Y sin embargo…, sí, sin embargo, Venecia está inexorablemente muriendo, agonizando. Cada año que pasa se hunde, al menos medio centímetro. Venecia muere no sólo a causa de los fenómenos naturales, sobre todo las mareas altas de excepcional virulencia.
Las estadísticas hablan claro. Desde 1867 hasta 1916, las altas mareas inundaron completamente la ciudad 10 veces. Desde 1916 hasta hoy 40 veces. En 1951, por ejemplo, las pasarelas de la Plaza de San Marcos desaparecieron bajo las aguas por la imponencia del fenómeno. Desde 1908 a 1961, en 53 años, Venecia se hundió 18 centímetros. El tremendo aluvión del 3 de noviembre que sepultó a Venecia bajo las aguas, se calculó, en su día, que había “envejecido” a la ciudad de los canales en más de cincuenta años. Y esto casi contemporáneamente a las del Arno que inundó Florencia con una marea de lodo, desperdicios y residuos de petróleo, causando gravísimos daños, muchos de ellos irreparables, a su inmenso patrimonio artístico, parte del cual desapareció y se perdió para siempre.
Pero Venecia también agoniza por la contaminación del ambiente y por la desidia del hombre, a comenzar por los gobernantes italianos que no tienen límite a su incapacidad de salvaguardarla de su total destrucción.

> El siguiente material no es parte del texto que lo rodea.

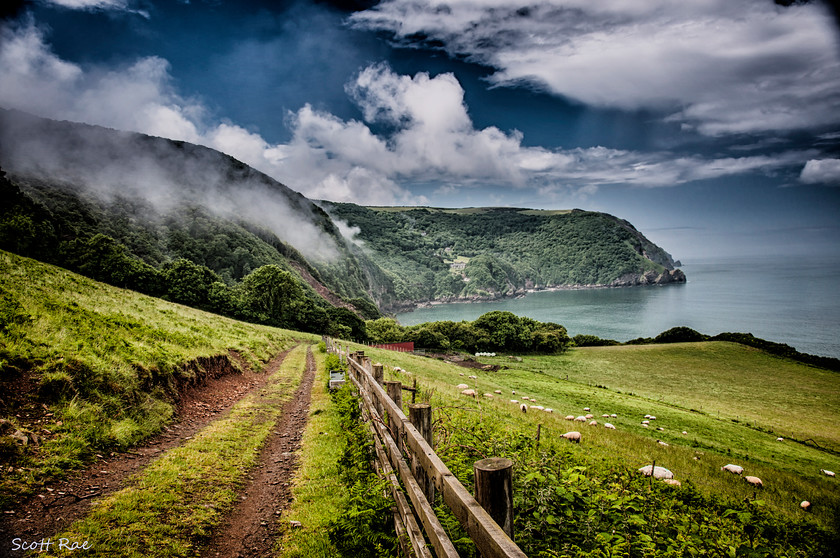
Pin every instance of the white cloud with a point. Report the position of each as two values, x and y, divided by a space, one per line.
720 67
432 139
821 171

Después del aluvión de 1966 la Unesco cometió la torpeza de confiar al gobierno de Roma el deber de salvar Venecia. Se aprobó una ley especial que no entró jamás en vigor y se pidió un préstamo, y se le concedió, por un valor, entonces, de 200 millones de libras esterlinas, pero el dinero no llegó nunca, quizás se perdió por el camino. Organizaciones nacionales e internacionales recolectaron dinero, de empresas y de ciudadanos privados, en los cinco continentes para la salvación de Venecia. Pero cuando llegó a Roma, el Gobierno italiano lo gravó con un conspicuo impuesto que fue a parar a las voraces arcas del Estado. El Gobierno italiano no ha hecho nunca nada de positivo para salvar Venecia, pero, en cambio, ha tenido siempre la habilidad para impedir que otros lo hicieran. A esto se llama estupidez y mala fe.
Todos nosotros, todos aquellos que formamos parte de la familia humana, nos sentiremos algo de menos con la pérdida de Venecia. Tenemos la obligación de dejarla en herencia a la posteridad. Sin ella el mundo será más raquítico y habrá disminuido de valor.
¡Quién sabe si desde lo alto del puente de Calatrava, último baluarte de la modernidad, se podrá contemplar, algún día, el desastre o la salvación de Venecia!
Cantaba Lord Byron en pleno Romanticismo:
“¡Oh Venecia! ¡Oh Venecia! ¡Oh Venecia!, cuando tus muros
[marmóreos
estén cubiertos por las aguas, se alzará
un llanto de las naciones sobre tus ruinas sumergidas;
un alto lamento a lo largo de todo el mar destructor.
Si yo nórdico lloro sobre ti
¿qué es lo que deberían hacer tus hijos?”